Using the registers to identify owners of parcels already makes cadastral maps interesting to family historians, but the characteristics and features of historical cadastral maps of Galicia make them much more valuable for research, as explained below.
Cadastral Maps Described
Historical cadastral maps combine science, art, and a powerful legal and administrative system into dense graphical displays of the layout and economic potential of large and small settlements. Browsing and studying the maps will reveal that:
- cadastral surveys and maps covered nearly the entire Austrian Empire: In Galicia, essentially every square meter of land and every building (residential, commercial, community, administrative) was depicted, without gaps even in the forests and agricultural lands far from town centers.
- the surveys from which the maps were created were both accurate and precise: By the start of the 19th century, Austrian survey science had caught up with French and other technical leaders, then applied the skills and effort over a huge geographic range.

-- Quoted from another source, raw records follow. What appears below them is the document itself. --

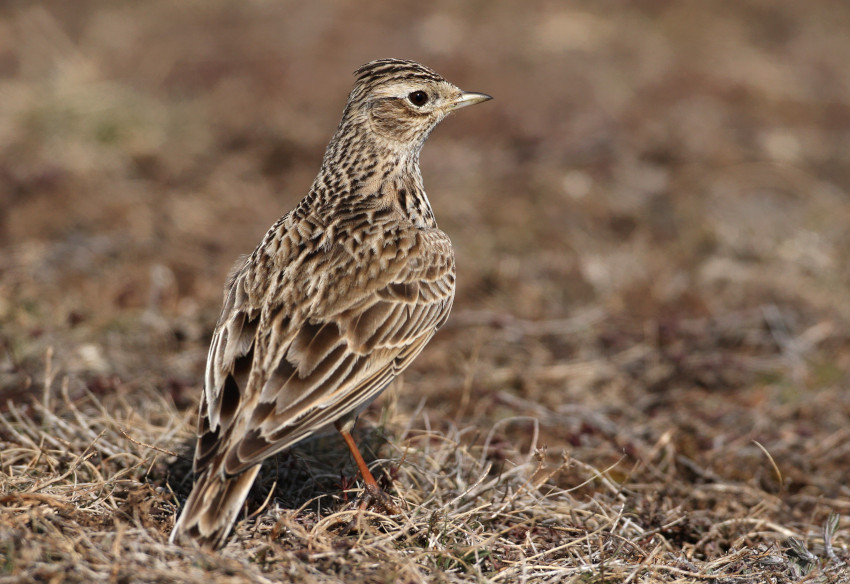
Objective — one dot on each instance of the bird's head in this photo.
(402, 101)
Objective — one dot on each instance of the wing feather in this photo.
(310, 349)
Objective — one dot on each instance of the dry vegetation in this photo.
(645, 378)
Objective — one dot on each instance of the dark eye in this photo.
(418, 98)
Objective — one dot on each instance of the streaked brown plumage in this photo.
(339, 297)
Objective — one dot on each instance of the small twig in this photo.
(152, 447)
(773, 462)
(829, 529)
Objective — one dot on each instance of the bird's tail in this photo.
(212, 507)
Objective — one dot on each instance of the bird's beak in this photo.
(469, 98)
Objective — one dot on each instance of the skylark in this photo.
(340, 296)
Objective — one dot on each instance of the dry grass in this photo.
(88, 497)
(644, 379)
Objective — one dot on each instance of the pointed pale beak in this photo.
(469, 98)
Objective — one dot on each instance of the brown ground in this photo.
(645, 377)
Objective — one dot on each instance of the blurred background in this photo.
(650, 219)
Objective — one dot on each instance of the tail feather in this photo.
(212, 507)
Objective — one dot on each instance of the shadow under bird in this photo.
(340, 296)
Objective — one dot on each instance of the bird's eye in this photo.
(418, 98)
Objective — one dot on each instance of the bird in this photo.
(339, 297)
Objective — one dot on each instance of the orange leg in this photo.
(358, 458)
(373, 493)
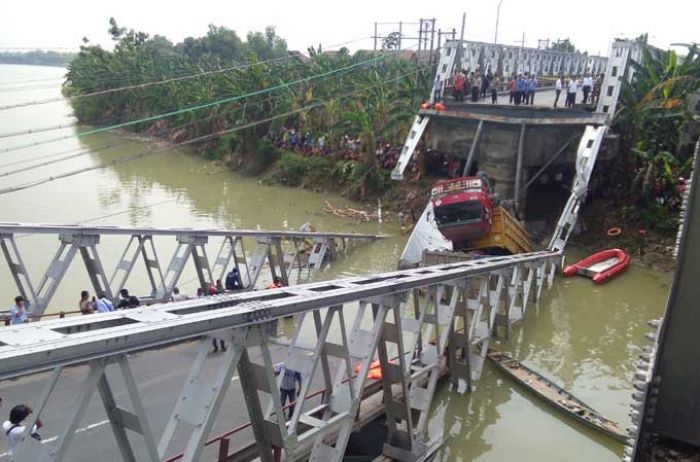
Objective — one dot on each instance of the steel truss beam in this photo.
(279, 251)
(406, 321)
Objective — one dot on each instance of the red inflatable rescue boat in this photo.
(601, 266)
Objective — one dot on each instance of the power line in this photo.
(138, 86)
(201, 138)
(122, 76)
(201, 106)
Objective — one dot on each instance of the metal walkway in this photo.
(282, 251)
(413, 316)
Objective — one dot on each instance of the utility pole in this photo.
(420, 35)
(432, 39)
(498, 15)
(375, 36)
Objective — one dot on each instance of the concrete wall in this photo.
(508, 59)
(497, 149)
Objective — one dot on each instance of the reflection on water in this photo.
(584, 336)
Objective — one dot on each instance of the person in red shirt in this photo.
(459, 86)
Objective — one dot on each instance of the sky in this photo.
(590, 25)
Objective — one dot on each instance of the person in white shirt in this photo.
(177, 296)
(558, 85)
(571, 94)
(587, 85)
(14, 428)
(103, 304)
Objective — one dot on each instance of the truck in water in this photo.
(467, 214)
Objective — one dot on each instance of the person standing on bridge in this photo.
(85, 304)
(18, 312)
(531, 89)
(558, 85)
(177, 296)
(476, 87)
(495, 83)
(597, 87)
(127, 300)
(103, 304)
(587, 86)
(14, 429)
(459, 86)
(288, 386)
(571, 93)
(437, 90)
(521, 87)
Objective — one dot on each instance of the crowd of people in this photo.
(521, 88)
(347, 148)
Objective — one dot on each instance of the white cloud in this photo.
(589, 24)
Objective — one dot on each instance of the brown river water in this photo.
(585, 337)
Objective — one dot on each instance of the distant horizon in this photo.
(306, 23)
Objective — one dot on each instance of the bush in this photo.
(265, 154)
(296, 170)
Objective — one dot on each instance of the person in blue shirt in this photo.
(531, 88)
(291, 382)
(520, 89)
(18, 312)
(103, 304)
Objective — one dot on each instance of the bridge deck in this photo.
(541, 112)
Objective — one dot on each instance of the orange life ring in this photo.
(374, 372)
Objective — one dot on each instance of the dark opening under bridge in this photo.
(416, 323)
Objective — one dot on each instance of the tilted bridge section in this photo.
(281, 251)
(421, 318)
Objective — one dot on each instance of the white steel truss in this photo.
(402, 323)
(279, 251)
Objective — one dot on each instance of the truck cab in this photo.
(462, 208)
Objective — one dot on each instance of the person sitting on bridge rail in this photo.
(558, 85)
(85, 304)
(14, 430)
(177, 296)
(221, 342)
(103, 304)
(288, 386)
(18, 312)
(127, 301)
(587, 86)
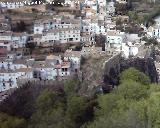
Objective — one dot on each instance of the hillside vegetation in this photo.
(134, 103)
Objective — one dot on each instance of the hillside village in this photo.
(79, 31)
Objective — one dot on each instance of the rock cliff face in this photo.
(145, 65)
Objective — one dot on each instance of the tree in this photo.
(71, 87)
(7, 121)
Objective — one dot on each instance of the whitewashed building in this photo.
(75, 58)
(115, 39)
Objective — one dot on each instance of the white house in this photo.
(115, 39)
(13, 4)
(75, 58)
(130, 49)
(110, 8)
(154, 32)
(5, 44)
(9, 78)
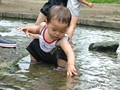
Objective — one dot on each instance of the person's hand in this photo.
(90, 4)
(71, 71)
(24, 29)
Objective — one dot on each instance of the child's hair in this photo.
(60, 13)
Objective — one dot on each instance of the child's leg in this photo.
(72, 26)
(61, 63)
(41, 18)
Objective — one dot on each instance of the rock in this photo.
(104, 46)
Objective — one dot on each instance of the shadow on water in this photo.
(96, 70)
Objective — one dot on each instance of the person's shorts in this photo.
(50, 3)
(51, 58)
(74, 7)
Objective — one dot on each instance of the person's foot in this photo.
(6, 43)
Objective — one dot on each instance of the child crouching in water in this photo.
(52, 34)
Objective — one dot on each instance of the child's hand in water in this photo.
(24, 29)
(71, 71)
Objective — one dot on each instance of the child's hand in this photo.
(35, 36)
(90, 4)
(24, 29)
(71, 71)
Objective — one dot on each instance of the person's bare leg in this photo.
(71, 28)
(41, 18)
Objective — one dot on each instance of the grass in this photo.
(104, 1)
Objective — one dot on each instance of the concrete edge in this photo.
(91, 22)
(100, 23)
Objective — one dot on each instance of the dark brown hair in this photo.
(60, 13)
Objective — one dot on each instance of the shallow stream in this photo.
(96, 70)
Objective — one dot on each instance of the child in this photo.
(52, 34)
(72, 5)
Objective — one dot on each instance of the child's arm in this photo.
(31, 30)
(89, 4)
(64, 44)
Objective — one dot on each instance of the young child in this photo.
(51, 34)
(74, 7)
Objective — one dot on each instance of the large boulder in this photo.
(104, 46)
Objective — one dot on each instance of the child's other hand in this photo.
(71, 71)
(90, 4)
(24, 29)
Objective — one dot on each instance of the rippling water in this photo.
(96, 70)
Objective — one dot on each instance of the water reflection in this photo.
(96, 70)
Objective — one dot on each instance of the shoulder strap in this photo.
(42, 29)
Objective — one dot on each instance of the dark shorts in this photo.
(51, 58)
(50, 3)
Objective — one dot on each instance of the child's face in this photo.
(56, 29)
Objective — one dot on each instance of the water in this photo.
(96, 70)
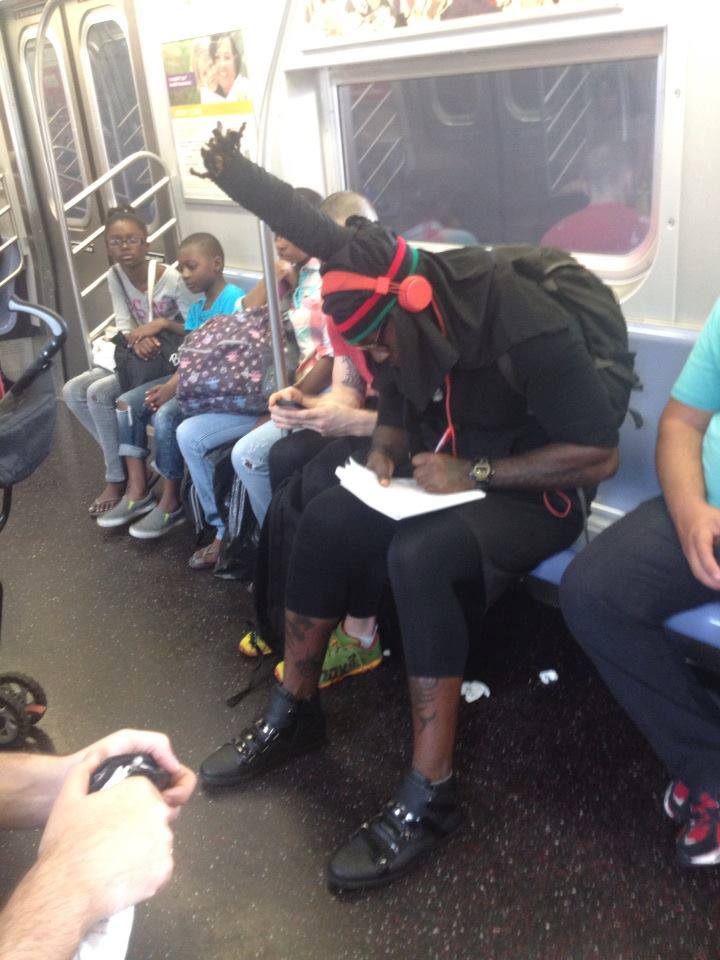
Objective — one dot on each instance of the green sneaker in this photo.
(345, 657)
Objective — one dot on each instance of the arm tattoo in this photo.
(350, 377)
(423, 694)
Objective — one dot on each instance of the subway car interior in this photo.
(465, 123)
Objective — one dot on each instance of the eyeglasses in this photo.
(125, 241)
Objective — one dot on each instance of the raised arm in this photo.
(269, 198)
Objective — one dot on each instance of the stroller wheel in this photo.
(14, 722)
(30, 693)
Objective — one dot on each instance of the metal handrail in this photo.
(267, 248)
(107, 177)
(70, 251)
(38, 94)
(7, 210)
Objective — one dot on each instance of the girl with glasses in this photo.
(91, 396)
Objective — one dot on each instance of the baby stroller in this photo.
(27, 420)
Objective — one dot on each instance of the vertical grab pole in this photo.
(38, 94)
(267, 249)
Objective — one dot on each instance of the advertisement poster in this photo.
(344, 19)
(207, 84)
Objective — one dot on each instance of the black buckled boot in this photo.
(287, 728)
(421, 818)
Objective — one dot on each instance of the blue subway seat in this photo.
(701, 624)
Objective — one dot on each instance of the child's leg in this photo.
(168, 458)
(250, 462)
(133, 417)
(196, 436)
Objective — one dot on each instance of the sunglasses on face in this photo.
(378, 350)
(125, 241)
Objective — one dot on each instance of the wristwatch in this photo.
(482, 472)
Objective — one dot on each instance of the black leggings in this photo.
(344, 552)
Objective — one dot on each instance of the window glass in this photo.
(119, 112)
(62, 134)
(559, 155)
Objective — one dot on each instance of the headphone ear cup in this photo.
(415, 293)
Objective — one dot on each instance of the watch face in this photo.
(481, 470)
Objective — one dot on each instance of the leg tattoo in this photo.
(306, 639)
(423, 694)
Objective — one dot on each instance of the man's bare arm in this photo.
(555, 465)
(679, 464)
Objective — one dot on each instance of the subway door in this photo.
(91, 81)
(25, 263)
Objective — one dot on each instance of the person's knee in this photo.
(71, 393)
(418, 551)
(323, 522)
(582, 584)
(407, 557)
(242, 457)
(184, 437)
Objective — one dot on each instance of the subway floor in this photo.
(565, 854)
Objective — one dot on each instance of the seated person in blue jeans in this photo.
(201, 262)
(91, 396)
(447, 413)
(298, 278)
(656, 561)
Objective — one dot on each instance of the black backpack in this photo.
(593, 306)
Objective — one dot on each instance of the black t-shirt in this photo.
(556, 396)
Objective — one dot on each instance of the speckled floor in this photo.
(565, 855)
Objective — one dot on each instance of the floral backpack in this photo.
(226, 366)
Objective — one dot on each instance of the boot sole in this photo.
(337, 884)
(258, 771)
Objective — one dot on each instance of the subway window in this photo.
(62, 132)
(118, 110)
(559, 155)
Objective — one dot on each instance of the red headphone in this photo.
(414, 293)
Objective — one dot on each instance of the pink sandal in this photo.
(206, 558)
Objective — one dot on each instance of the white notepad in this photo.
(403, 498)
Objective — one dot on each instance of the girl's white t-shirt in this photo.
(130, 305)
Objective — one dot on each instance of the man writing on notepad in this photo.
(436, 328)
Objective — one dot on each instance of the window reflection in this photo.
(62, 135)
(119, 110)
(560, 155)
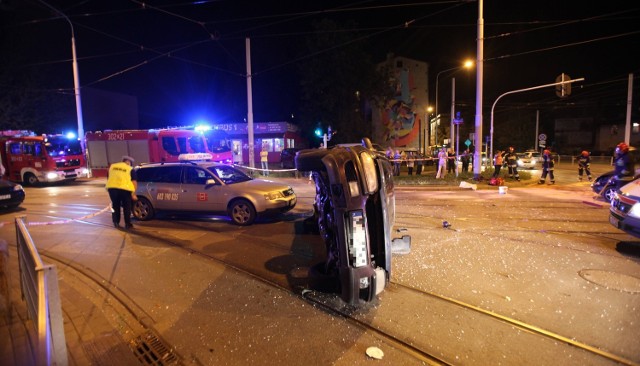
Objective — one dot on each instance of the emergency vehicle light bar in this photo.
(195, 156)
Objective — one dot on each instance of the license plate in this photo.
(613, 221)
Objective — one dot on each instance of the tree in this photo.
(338, 83)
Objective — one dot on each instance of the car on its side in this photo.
(354, 213)
(208, 188)
(624, 212)
(11, 194)
(529, 160)
(287, 158)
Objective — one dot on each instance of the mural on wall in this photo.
(398, 118)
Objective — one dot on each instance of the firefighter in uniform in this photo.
(121, 185)
(512, 163)
(623, 166)
(547, 168)
(584, 164)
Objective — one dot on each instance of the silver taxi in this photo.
(208, 188)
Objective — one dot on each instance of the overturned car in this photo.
(354, 212)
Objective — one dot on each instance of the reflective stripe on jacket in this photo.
(120, 176)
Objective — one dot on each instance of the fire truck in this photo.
(145, 146)
(31, 159)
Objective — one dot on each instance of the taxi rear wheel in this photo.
(30, 179)
(142, 209)
(609, 193)
(242, 212)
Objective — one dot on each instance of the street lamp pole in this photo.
(466, 65)
(76, 77)
(519, 91)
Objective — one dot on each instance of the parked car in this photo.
(602, 187)
(624, 212)
(354, 211)
(287, 158)
(208, 188)
(605, 187)
(529, 160)
(11, 194)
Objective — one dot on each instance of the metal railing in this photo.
(39, 287)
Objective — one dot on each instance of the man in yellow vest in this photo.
(121, 185)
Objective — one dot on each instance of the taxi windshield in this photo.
(228, 174)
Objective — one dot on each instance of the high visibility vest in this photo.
(120, 176)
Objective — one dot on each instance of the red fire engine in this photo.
(145, 146)
(32, 159)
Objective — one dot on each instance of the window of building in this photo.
(268, 143)
(278, 145)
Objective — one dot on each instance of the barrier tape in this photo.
(58, 222)
(260, 169)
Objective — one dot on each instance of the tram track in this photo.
(334, 306)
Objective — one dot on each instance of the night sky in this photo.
(185, 60)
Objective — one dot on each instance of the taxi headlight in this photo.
(370, 172)
(273, 195)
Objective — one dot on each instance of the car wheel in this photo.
(310, 161)
(242, 212)
(30, 179)
(608, 194)
(143, 209)
(322, 280)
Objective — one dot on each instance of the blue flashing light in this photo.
(202, 127)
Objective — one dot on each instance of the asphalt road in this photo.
(534, 276)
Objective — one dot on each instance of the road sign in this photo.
(563, 90)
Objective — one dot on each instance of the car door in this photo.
(161, 185)
(196, 194)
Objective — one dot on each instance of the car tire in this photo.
(321, 280)
(242, 212)
(30, 179)
(143, 209)
(311, 161)
(608, 193)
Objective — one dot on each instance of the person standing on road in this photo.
(121, 185)
(547, 168)
(264, 161)
(512, 163)
(419, 163)
(497, 163)
(451, 161)
(584, 164)
(465, 161)
(442, 164)
(623, 166)
(397, 160)
(410, 162)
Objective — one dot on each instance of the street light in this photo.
(467, 65)
(76, 77)
(426, 138)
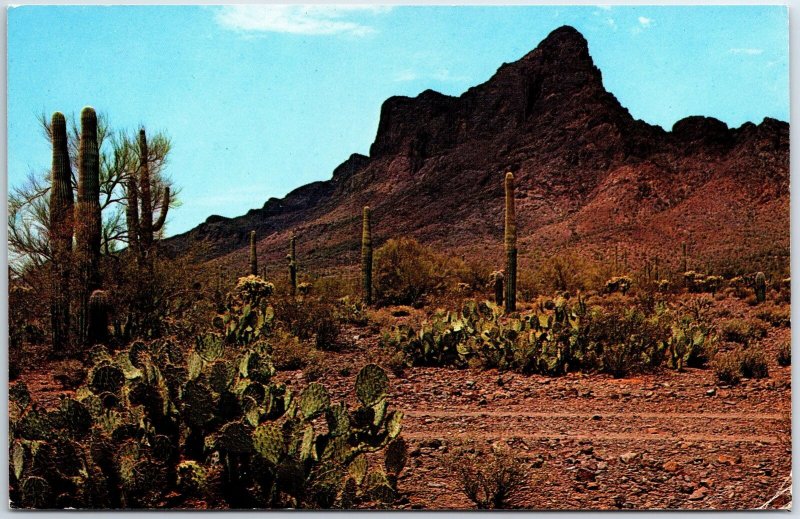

- the maps are drawn at very high scale: At 1:2880, historical cadastral maps are the most detailed of all maps which depict Galician settlements: a millimeter on the maps corresponds to about 3 meters or 10 feet on the ground, so that the footprint of even a small house and other man-made features of a town could be faithfully depicted.
- numbers on buildings shown on initial survey maps are house numbers: House numbers on field sketches are historical addresses, corresponding to house numbers in vital records from the period, which means genealogists can identify the houses where their ancestors lived.
- numbers on buildings shown on final-state cadastral maps are building parcel numbers: With a corresponding historical property ownership register, genealogists can in many cases convert parcel numbers to house numbers, and identify the houses where their ancestors lived.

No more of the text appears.